<sarcasm>
What started as a World History project for home-schooled high-school students has become the beacon of hope for conservatives all over America, who had thus far been lamenting Wikipedia’s “liberal bias”. </sarcasm>
Launched just a few months ago by Andy Schlafly, Conservapedia joins the company of some other equally ridiculous wikis such as the CreationWiki. While the site may seem like a good idea to some, I agree with Nate when he says that the only thing the site will accomplish is the further polarization of the two political groups.
The site and others like it raise a thorny epistemological question: is there such a thing as “conservative” and “liberal” knowledge?
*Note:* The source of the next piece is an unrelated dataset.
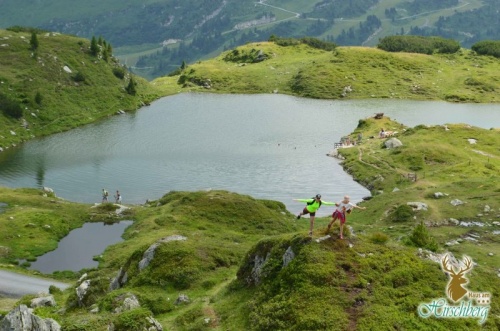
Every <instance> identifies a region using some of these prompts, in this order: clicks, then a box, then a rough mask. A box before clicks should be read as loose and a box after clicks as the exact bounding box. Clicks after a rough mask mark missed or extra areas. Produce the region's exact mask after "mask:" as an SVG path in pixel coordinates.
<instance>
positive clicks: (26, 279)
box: [0, 270, 70, 298]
And if so, what does this imply about “knowledge”?
As always, the great folks at Ars have more.
Originally posted on March 8, 2007 @ 1:28 am
Vince Williams says
I can just imagine what Conservapedia’s take on evolution of the species will be.
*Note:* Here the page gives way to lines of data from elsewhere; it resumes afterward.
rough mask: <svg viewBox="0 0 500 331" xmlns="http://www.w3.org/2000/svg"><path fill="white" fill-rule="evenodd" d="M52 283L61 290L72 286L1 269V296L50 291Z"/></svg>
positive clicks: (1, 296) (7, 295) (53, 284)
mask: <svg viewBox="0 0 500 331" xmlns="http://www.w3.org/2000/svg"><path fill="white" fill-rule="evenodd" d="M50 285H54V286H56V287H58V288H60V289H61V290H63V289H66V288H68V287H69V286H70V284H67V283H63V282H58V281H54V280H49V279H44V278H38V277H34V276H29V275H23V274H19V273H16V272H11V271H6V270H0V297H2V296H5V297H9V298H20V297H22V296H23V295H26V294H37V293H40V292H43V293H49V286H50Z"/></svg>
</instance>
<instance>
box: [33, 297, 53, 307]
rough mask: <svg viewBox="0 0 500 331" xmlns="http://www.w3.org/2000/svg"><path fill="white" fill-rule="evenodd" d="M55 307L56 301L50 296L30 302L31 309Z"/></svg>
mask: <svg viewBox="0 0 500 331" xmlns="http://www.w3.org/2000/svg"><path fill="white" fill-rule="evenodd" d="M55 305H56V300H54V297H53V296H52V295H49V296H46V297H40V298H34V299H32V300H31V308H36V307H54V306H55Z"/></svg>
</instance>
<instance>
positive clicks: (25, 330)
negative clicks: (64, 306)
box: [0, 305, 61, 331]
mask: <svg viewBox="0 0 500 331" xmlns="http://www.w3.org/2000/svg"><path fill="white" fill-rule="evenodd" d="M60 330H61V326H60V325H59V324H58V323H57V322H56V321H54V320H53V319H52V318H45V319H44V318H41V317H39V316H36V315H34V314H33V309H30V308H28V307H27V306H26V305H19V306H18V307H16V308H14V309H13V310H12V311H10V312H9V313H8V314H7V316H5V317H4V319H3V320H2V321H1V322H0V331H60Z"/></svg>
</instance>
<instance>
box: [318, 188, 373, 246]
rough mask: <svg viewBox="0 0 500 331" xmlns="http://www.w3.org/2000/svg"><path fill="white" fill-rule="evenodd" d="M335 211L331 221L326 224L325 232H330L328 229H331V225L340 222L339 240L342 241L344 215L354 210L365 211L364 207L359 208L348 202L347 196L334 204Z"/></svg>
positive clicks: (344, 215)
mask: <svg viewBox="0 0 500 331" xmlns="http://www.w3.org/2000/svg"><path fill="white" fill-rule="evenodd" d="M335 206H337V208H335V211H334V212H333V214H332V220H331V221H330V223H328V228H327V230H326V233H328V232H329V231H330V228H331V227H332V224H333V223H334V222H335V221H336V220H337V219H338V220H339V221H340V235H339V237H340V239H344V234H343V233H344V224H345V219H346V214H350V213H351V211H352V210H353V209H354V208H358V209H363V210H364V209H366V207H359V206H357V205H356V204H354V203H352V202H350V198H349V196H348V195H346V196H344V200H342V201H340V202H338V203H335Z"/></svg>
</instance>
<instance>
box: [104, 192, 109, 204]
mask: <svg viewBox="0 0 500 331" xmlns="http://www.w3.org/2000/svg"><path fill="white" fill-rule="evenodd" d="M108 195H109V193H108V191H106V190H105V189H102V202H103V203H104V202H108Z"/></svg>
I suppose some modern-day Fred Flintstone will write the article.
Stephan Tual says
Wikipedia is great for articles that cannot be controversial by nature. The article about rivers for example (http://en.wikipedia.org/wiki/River) is just great! My daughter used it for her homework, and it saved me money by not having to buy Encarta.
The downside is that the rest is hopelessly biased one way or another by whichever pressure group has more manpower to throw at it. I’m not surprised some people are feeling left out.